Los jóvenes aprovechan que la ciencia confirma el poder del olor corporal, llevándolo al extremo de no entrar a la ducha
En TikTok hemos visto un montón de tendencias que buscan aprovechar al máximo cualquier tipo de beneficio que les represente en la vida cotidiana: desde la apariencia del rostro hasta el físico, sin embargo, en la rede social ha tenido últimamente gran auge una estrategia de optimización personal que promete mejorar algo tan complicado de medir como el atractivo: el 'pheromone maxxing'.
La idea es sencilla, aunque bastante discutible: abandonar el desodorante, reducir las duchas y dejar que el olor corporal haga su trabajo. Entre sus seguidores más comprometidos incluso aparece la idea de beber la propia orina para "eliminar toxinas", todo por conseguir un supuesto aroma natural capaz de convertir el sudor en una especie de perfume de seducción.
¿Qué es el 'pheromone maxxing'?
El 'pheromone maxxing' forma parte del universo del 'looksmaxxing', una colección de tendencias de internet que prometen mejorar la apariencia y aumentar las posibilidades de resultar atractivo. En este caso, el método consiste en dejar de intentar oler bien para, paradójicamente, resultar más atractivo, una tendencia que nace de la teoría que sostiene que el sudor contiene feromonas capaces de provocar una respuesta biológica en otras personas. Dicho de otra manera: menos desodorante, más axila y confiar en la evolución.
El problema es que la ciencia todavía no ha encontrado la prueba definitiva que TikTok parece haber dado por resuelta. Una revisión publicada en 2025 analizó la androstadienona, uno de los compuestos del sudor masculino que más tiempo lleva estudiándose y concluyó que su clasificación como feromona sigue siendo inconclusa.
Después de décadas de investigación, la respuesta científica continúa siendo bastante menos emocionante que "deja de ducharte y tendrás más éxito en las citas".
El olor corporal sí puede influir en la atracción
Eso no significa que el olor corporal sea completamente irrelevante. Una línea de investigación relacionada con el complejo mayor de histocompatibilidad, conocido como MHC, ha estudiado cómo las diferencias genéticas vinculadas al sistema inmunitario pueden influir inconscientemente en la elección de pareja. Los conocidos experimentos de las camisetas sudadas encontraron que algunas mujeres mostraban preferencia por el olor de hombres con perfiles de MHC diferentes a los suyos.
Pero la historia se complica todavía más: investigaciones posteriores han señalado que los anticonceptivos hormonales podrían modificar esa preferencia, haciendo que las mujeres que toman la píldora se sientan más atraídas por perfiles inmunitarios similares. En otras palabras, el olor corporal puede transportar información biológica, pero convertir todo esto en una excusa científica para oler como una mochila del gimnasio es ir bastante más lejos de lo que permiten las evidencias.

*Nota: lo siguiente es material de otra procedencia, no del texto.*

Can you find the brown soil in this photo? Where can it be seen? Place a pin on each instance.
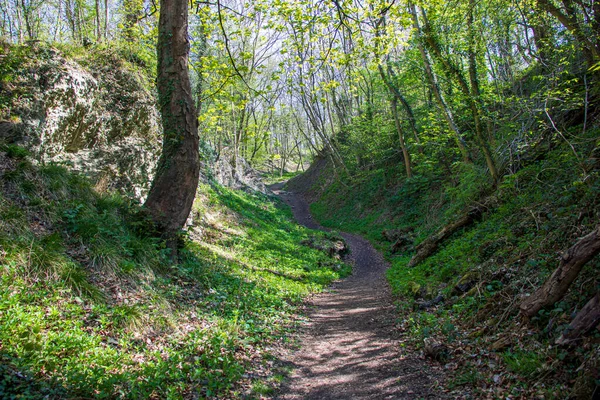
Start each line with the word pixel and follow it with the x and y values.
pixel 350 349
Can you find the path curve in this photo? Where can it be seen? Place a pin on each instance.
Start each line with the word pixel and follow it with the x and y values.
pixel 350 349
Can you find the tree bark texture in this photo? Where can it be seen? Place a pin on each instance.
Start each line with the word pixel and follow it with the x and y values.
pixel 174 186
pixel 571 263
pixel 435 87
pixel 432 243
pixel 584 321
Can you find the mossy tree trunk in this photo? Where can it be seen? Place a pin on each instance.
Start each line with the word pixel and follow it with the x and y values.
pixel 174 186
pixel 571 263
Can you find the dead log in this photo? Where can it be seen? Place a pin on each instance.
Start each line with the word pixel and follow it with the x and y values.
pixel 571 263
pixel 432 243
pixel 586 320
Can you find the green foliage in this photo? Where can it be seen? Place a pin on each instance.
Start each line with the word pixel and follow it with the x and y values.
pixel 525 363
pixel 91 307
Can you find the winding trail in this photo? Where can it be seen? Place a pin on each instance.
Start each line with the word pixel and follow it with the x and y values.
pixel 350 349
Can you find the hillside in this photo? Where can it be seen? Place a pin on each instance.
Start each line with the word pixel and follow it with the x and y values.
pixel 465 297
pixel 91 306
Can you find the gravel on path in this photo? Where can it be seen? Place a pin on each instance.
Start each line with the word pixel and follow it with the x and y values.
pixel 350 348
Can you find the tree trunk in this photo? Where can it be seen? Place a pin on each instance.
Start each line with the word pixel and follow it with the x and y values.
pixel 174 186
pixel 98 34
pixel 570 265
pixel 435 87
pixel 454 71
pixel 407 163
pixel 431 244
pixel 585 321
pixel 106 20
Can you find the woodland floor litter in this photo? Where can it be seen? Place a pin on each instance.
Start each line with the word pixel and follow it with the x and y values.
pixel 350 348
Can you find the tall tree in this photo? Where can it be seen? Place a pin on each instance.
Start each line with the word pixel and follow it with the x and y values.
pixel 174 187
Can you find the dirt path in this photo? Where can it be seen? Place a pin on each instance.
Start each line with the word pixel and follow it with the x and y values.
pixel 349 349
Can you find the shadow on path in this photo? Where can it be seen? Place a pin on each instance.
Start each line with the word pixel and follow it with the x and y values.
pixel 348 349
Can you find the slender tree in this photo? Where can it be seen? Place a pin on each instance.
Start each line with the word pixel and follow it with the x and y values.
pixel 174 187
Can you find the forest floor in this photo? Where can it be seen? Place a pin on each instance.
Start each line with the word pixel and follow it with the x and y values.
pixel 350 348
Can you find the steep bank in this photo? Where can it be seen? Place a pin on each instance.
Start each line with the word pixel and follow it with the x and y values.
pixel 90 305
pixel 350 348
pixel 465 295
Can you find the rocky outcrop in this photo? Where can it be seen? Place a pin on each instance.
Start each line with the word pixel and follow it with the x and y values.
pixel 100 118
pixel 242 176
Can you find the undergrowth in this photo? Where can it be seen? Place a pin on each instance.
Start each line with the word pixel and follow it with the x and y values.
pixel 91 307
pixel 537 211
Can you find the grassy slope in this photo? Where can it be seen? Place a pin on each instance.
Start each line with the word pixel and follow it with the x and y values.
pixel 539 211
pixel 90 307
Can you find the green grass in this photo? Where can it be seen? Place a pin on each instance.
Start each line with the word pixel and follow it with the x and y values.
pixel 91 307
pixel 539 211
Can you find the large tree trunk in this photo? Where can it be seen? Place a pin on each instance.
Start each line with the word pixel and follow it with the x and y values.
pixel 174 186
pixel 570 265
pixel 432 243
pixel 454 71
pixel 585 321
pixel 435 87
pixel 405 153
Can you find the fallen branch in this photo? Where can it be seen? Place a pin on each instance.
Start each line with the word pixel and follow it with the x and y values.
pixel 431 244
pixel 570 265
pixel 586 320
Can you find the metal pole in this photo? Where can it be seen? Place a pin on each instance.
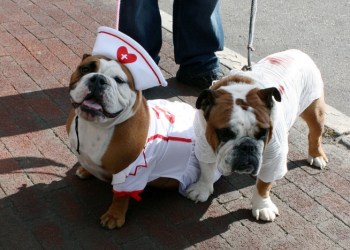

La conclusión para cualquier hombre tentado por el 'pheromone maxxing' es bastante menos revolucionaria: sí, el olor corporal puede formar parte de la atracción y la investigación sobre cómo funciona es interesante, pero no existe una feromona humana que convierta el sudor en un arma de seducción.
Así que el desodorante puede quedarse donde está y la ducha tampoco necesita convertirse en una actividad ocasional. Si el objetivo es resultar atractivo, probablemente sea mejor apostar por una buena fragancia que esperar que la axila haga todo el trabajo.